EMHIS-member Dr Tony Stoller successfully defended his thesis at the end of April.
The thesis sets out the first comprehensive, longitudinal, narrative history of classical music broadcast on UK radio in the second half of the 20th century, relating that to the changing political, social and economic circumstances of those decades. Beginning before the launch of the BBC Third Programme, and continuing until after the launch of the commercial station Classic FM, it describes and analyses the wide range of services which offered this style of music, describing a far broader spectrum than previous discourse had identified.
These 50 years were characterised by a series of high points, when classical music services were broadcast across a number of different channels, offered highbrow and middlebrow content, provided links between elite and popular output, and were accessible to a broad range of potential listeners. Each of those then provoked a reaction from the self-appointed intellectual elite, concerned at the diminishing of what they regarded as ‘high art’ in the interest of mass appeal, and reflecting the class-based assumptions of British society during these years.
Across the period, the quantity of classical music broadcast increased from less than 20 hours a week in 1945 to nearly 240 hours a week by 1995, providing music by an increasing number of composers, but remaining centred in the classical music canonic repertoire arising initially from the First Viennese School of composers: Beethoven, Mozart, Haydn and Schubert. The potential audience remained surprisingly constant, at between 5 and 6 ½ million listeners, when services were offered which were accessible to a wider public.

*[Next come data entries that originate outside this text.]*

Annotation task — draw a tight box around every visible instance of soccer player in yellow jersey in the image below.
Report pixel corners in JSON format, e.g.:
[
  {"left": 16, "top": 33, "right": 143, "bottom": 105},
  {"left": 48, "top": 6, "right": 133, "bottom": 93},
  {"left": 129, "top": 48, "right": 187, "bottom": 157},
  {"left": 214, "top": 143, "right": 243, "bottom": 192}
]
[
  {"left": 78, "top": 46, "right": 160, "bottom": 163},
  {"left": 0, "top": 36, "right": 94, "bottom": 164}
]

Classical music radio was not the sole preserve of the BBC. There was significant output from the Independent Local Radio stations between 1975 and 1989, while a full scale classical music station funded by advertising – Classic FM – had a major impact, coincident with the recasting of BBC Radio 3 in the early nineties and beyond.
The pattern of classical music radio throws light also upon the place of culture in UK society, on the relationship between highbrow and popular culture in the UK, on the relevance of biography in writing media history and on the nature of public service radio broadcasting. But it is not just an academic signifier; it is primarily a compelling new story, adding to the understanding of broadcasting history in the UK, and of post-war British society as a whole.